First, data and analytics, in many cases, are perceived as technical initiatives as opposed to business ones. This perception immediately puts them at the same level as initiatives driven by IT and owned by the chief information officer. However, if business teams don’t own and embrace data and analytics, the odds of success will be much lower. The only way through which data and analytics create long-term, sustainable value is by having business teams implement and use them. Without that, data and analytics end up being either a bunch of actionless fun facts or one-hit wonders that are not sustainable or scalable.
Second, eventually companies will need to make data and analytics core competencies. The only way this will happen is if there is a cultural shift, making the whole company data-driven at all levels. And in order for such a shift to happen, executives in the organization must lead the way.
Enablers of executive sponsorship
The ultimate goal, of course, should be for all c-level executives and the board of directors to be fully on board with the data and analytics journey. This is, many times, easier said than done, but cannot be taken for granted. After all, this journey requires change and all forms of change have the potential to generate resistance. Furthermore, this requires, as mentioned above, a cultural shift. And, if anything, those are the harder shifts for companies to make.

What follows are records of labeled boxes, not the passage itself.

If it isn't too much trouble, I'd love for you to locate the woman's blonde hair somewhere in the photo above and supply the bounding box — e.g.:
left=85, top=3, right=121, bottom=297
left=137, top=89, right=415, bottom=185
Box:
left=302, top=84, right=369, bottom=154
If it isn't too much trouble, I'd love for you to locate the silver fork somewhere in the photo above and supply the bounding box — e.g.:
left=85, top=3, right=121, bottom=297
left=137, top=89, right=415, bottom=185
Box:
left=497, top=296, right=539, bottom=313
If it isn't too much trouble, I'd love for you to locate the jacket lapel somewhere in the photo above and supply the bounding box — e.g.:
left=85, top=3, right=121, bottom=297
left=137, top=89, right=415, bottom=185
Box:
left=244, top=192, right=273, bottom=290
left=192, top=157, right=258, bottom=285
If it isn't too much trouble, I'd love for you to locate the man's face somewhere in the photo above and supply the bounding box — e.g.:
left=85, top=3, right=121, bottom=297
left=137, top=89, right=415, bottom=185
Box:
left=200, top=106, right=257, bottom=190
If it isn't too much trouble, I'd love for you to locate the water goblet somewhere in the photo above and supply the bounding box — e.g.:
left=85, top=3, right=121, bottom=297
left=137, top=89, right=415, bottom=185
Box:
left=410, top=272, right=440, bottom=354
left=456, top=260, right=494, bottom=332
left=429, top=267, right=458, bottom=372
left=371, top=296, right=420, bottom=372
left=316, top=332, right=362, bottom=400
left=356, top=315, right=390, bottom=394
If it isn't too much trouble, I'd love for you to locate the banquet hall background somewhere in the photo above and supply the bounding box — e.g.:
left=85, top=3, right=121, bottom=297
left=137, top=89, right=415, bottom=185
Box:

But there is a way to get started. Below are four crucial areas of focus for executives.
1) Prioritize strategic alignment.
There are two dimensions to strategic alignment. In his fantastic book, “Infonomics,” Doug Laney, research vice president and analyst with Gartner, highlights the difference strategic alignment makes in successful enterprise information management programs. The first part, as Laney points out, comes down to ensuring business and IT leaders are on the same page in terms of strategies, priorities and goals. The other dimension of strategic alignment, he says, focuses on ensuring that there is a clear and explicit connection between corporate goals and objectives set by the CEO and the role enterprise information management plays in achieving those goals.
2) Lead by example.
There are plenty of opportunities to change the way executives manage business processes, moving into data-driven management and decision making. For example, TSYS’ CIO Patricia Watson has driven the use of actual financial, labor utilization and system performance data to prioritize new investments. This is low-hanging fruit that will ensure teams under c-level executives and other division leaders align themselves.
3) Educate. Educate. Educate.
The CEO and the data leader (perhaps the chief data officer, if one exists), should make a conscious effort to educate their peers in what it means to be a data company. This understanding must expand beyond using buzzwords. It entails actually ensuring business leaders understand that data and analytics will only be valuable if they own creating and adopting the solutions. This means that they need to clearly partner with data and analytics organizations to ensure the right solutions are being delivered at the right time.
4) Get ahead of c-suite dynamics.
This Harvard Business Review article points out that when companies embark on data and analytics journeys, c-suite dynamics change. These new dynamics need to be actively managed by the CEO, in partnership with the data and analytics leader, to ensure resistance to change is minimized. It’s essential that the CEO and CDO are proactive about this, clearly articulating the value of being data driven and of embracing data and analytics as a core competency.
Where does this leave us?
The number and size of opportunities in data and analytics will only continue to grow, particularly as digitalization increases the speed and volume at which data is created. Executive leaders should understand what it means to be a data and analytics company, beyond simply using the words to please the market. It is a responsibility that cannot be delegated, as this type of cultural change will only happen if executive leaders are key stakeholders in this journey.